Ricardo Baeza-Yates is VP of Yahoo! Research for Europe and Latin America, leading the labs at Barcelona, Spain and Santiago, Chile, since 2006. He is also part time Professor at the Dept. of Information and Communication Technologies of the Universitat Pompeu Fabra in Barcelona, Spain, since 2005. Until 2005 he was Professor and Director of the Center for Web Research at the Department of Computer Science of the Engineering School of the University of Chile. He obtained a Ph.D. from the University of Waterloo, Canada, in 1989. Before he obtained two masters (M.Sc. CS & M.Eng.
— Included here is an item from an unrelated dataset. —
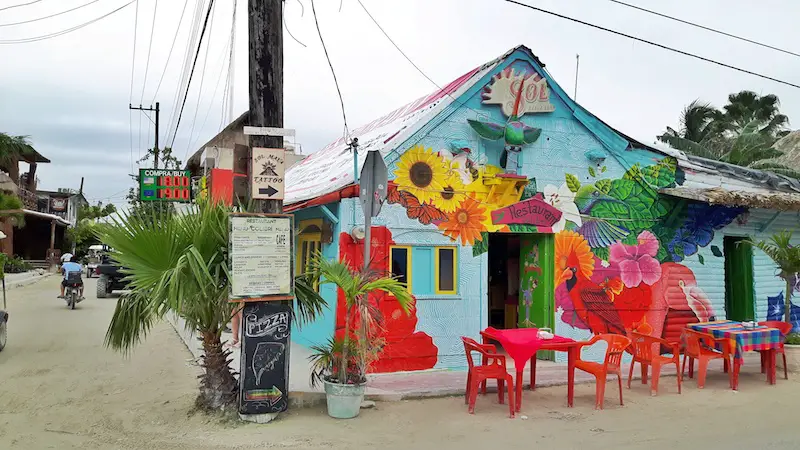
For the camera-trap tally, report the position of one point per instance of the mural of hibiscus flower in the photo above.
(466, 222)
(561, 198)
(637, 263)
(421, 173)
EE) and the electrical engineering degree from the University of Chile, Santiago. He is co-author of the best-seller Modern Information Retrieval textbook, published in 1999 by Addison-Wesley with a second enlarged edition in 2011, as well as co-author of the 2nd edition of the Handbook of Algorithms and Data Structures, Addison-Wesley, 1991; and co-editor of Information
Retrieval: Algorithms and Data Structures, Prentice-Hall, 1992, among more than 300 other publications. He has received the Organization of American States award for young researchers in exact sciences (1993) and the CLEI Latin American distinction for contributions to CS in the region (2009). In 2003 he was the first computer scientist to be elected to the Chilean Academy of Sciences. During 2007 he was awarded the Graham Medal for innovation in computing, given by the University of Waterloo to distinguished ex-alumni. In 2009 he was named ACM Fellow and in 2011 IEEE Fellow.
Further Keynote Speakers will be announced soon.